Les écoles étaient séparées, filles d’un côté, garçons de l’autre. C’était valable à l’école primaire, au collège et au lycée. Seules les maternelles échappaient à cette règle.

On ne parlait pas de sexe aux enfants. Au mieux on leur glissait un manuel lors de l’adolescence. Les parents ne savaient pas comment s’y prendre.

Ma mère, rouge comme une pivoine, a tenté d’aborder le sujet alors que j’avais déjà 19 ans, avant mon départ pour Londres. Je l’ai gentiment renvoyée dans ses 22, en lui expliquant qu’elle avait peut être une chance d’apprendre quelque chose à mon frère de 14 ans….

Certains avaient la chance d’avoir des sœurs, ce qui facilitait les choses. Je n’avais qu’un petit frère.

J’avais bien une cousine, mais on se voyait rarement, et elle avait reçu une éducation religieuse. Rien à espérer de ce côté là, je m’y suis cassé les dents.

Il y avait bien une voisine de mon âge plutôt sympa, mais ses parents montaient une garde vigilante.

Alors comment faire pour percer ce grand mystère ?

J’ai déjà évoqué le franc parler des mères de famille entre elles. Réunies, elles oubliaient vite notre présence, et se lançaient dans une évocation comparative de leurs problèmes spécifiquement féminins. Avec un peu d’imagination, et au risque de quelques erreurs de compréhension, on pouvait saisir  assez vite comment ça fonctionnait.

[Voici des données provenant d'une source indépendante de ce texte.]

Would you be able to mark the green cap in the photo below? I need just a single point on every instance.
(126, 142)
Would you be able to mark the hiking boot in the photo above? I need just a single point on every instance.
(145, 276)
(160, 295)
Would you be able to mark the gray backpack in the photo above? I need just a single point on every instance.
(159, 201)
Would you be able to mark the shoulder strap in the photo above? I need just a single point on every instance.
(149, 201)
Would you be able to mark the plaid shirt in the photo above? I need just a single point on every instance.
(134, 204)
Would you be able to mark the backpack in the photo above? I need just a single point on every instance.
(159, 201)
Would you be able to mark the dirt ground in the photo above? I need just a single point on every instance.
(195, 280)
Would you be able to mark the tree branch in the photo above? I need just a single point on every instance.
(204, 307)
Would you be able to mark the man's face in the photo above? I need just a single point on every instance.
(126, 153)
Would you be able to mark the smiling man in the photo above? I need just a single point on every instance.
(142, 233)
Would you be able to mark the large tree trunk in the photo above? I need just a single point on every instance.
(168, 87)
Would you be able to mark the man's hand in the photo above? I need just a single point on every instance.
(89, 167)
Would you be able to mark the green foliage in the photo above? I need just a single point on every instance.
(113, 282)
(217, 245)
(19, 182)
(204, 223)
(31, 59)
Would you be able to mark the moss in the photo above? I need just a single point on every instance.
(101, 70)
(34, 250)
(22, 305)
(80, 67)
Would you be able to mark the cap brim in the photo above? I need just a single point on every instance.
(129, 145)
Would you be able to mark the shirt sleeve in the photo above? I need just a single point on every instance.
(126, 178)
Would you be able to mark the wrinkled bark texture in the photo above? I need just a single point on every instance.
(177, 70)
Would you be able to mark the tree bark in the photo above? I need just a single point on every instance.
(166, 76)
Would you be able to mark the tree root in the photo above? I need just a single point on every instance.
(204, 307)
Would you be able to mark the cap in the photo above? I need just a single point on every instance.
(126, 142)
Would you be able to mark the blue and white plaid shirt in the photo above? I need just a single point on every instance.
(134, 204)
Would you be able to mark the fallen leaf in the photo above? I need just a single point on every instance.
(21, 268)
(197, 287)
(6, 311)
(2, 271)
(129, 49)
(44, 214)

Il y avait les jeux puérils, pas si puérils que ça, et, quand on avait la chance d’avoir une fille sous la main, on adorait jouer au docteur…. Mais les occasions étaient rares.

Je passerai sous silence, toutes les histoires que se racontaient les garçons entre eux, la plupart ne volaient pas haut (histoires de Toto), et n’apportaient pas de vraies connaissances.

 

Le Larousse Illustré en 4 volumes

Il y avait cependant une vraie ouverture qualitative, le Larousse Illustré en 4 volumes,( le modèle acheté par mes parents).

Ce dictionnaire offrait une grande richesse d’informations de valeur, notamment au travers de planches artistiques, malheureusement le plus souvent en noir et blanc.

Heureusement que les artistes, peintres et sculpteurs, s’étaient intéressés à la femme, et qu’ils avaient su représenter des nus, d’une beauté à couper le souffle. Courbet n’y avait pas encore sa place, “La naissance du monde” n’y figurait pas, mais ses prédécesseurs avaient déjà réalisé des œuvres représentatives.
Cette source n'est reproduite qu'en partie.